Jakarta – The United States Institute of Aviation and Space, NASA, is tracking asteroids that are approaching Earth at 27,000 miles per hour. The asteroid with an average diameter of 25 meters is estimated to have crossed and passed at its closest distance to Earth on Tuesday, January 7, 2020, at 2.44 am EST or 14.44 WIB.
NASA named the celestial bodies as Asteroids AV1 and classified them into objects near Earth or NEO. According to NASA’s orbital observations, the AV1 is proportional to the size of four London-level buses lined up in a row.
Even if it crashes, Nasa makes sure the space rock is too small to survive through the Earth’s atmosphere. “Rocks smaller than 25 meters in diameter are likely to burn when they enter the Earth’s atmosphere and cause little or no damage,” a statement from NASA said, as quoted by the Express page, Monday, January 6, 2020.
AV1 is called crossing Earth’s orbit on a path similar to the Asteroid 1862 Apollo.
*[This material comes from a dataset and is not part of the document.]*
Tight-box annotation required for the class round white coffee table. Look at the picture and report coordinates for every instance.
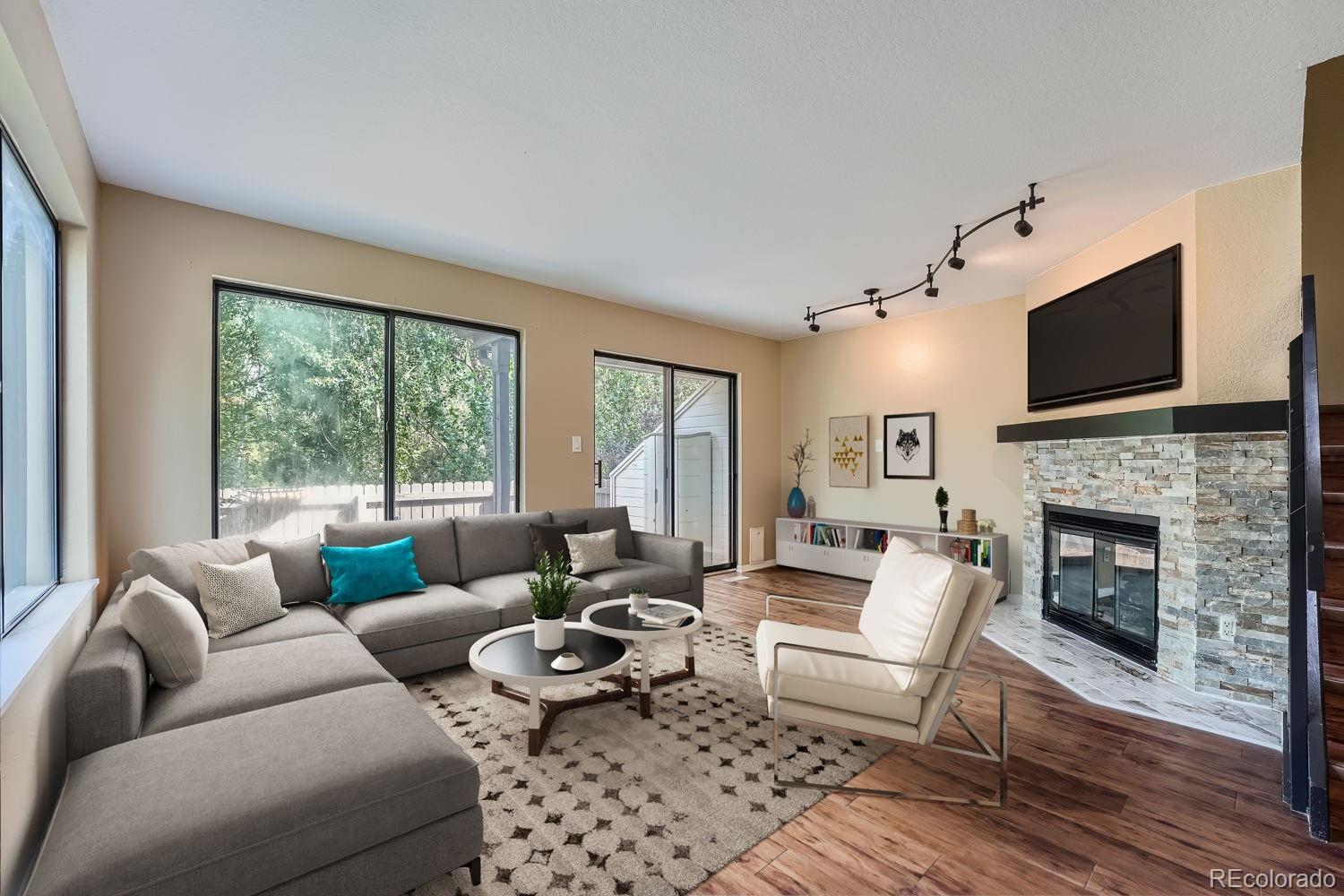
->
[581,598,704,719]
[467,622,634,756]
NASA also classifies it as NEO because it includes comets and asteroids in orbit that can bring them very close to Earth.
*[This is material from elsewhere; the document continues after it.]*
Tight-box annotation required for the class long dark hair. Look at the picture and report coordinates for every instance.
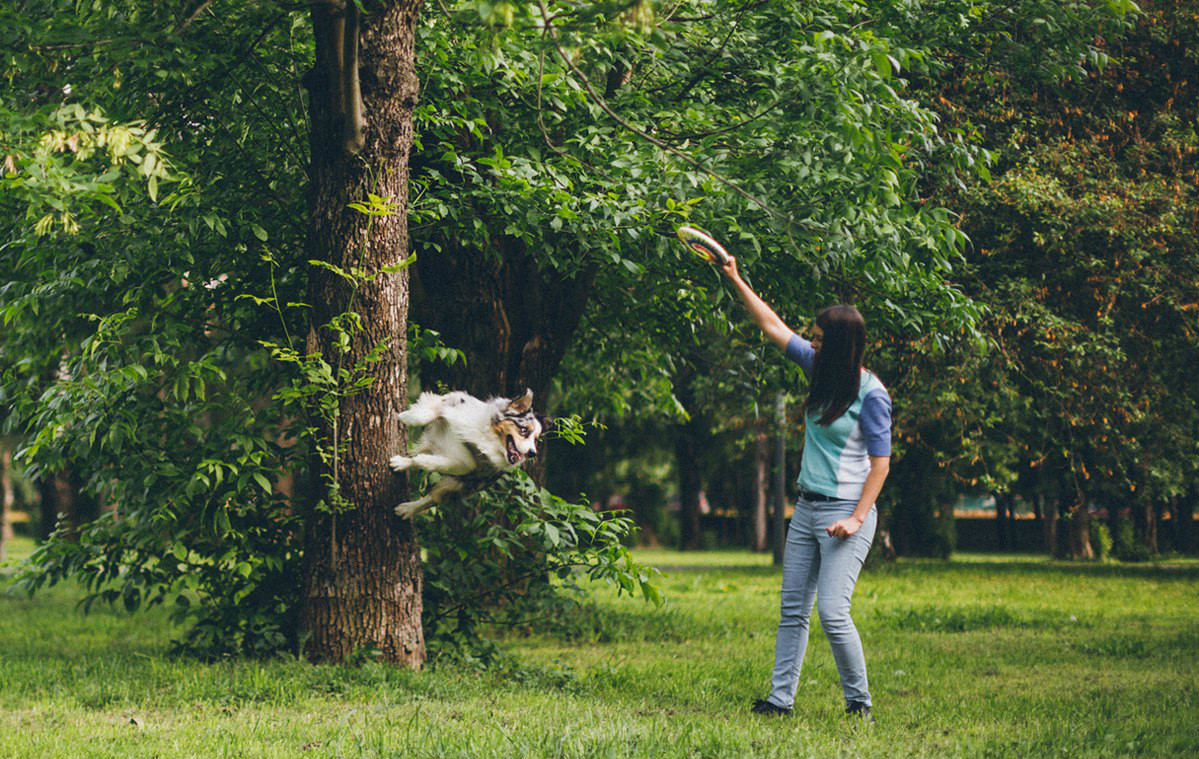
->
[803,306,866,424]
“Some asteroids and comets follow orbital paths that bring them closer to the Sun and Earth as usual,” NASA said. “If the comet or asteroid approach takes it into 1.3 solar astronomical units, we call them near Earth objects.”
NASA’s tracking system first saw AV1 on Sunday, December 5, 2019. The AV1 asteroid appears to be a smaller representative of the NEO family, but the rock is moving at breakneck speed.
“If a rocky meteorid greater than 25 meters, but smaller than one kilometer hits Earth, it is likely to cause local or regional damage to the affected area.”
The good news is that Asteroid AV1 is not expected to be close enough to attack the planet. At its closest point, the space rock was calculated approaching the planet from a distance of about 0.01858 astronomical units. An astronomical unit represents the distance from Earth to the Sun or about 93 million miles (149.6 million kilometers).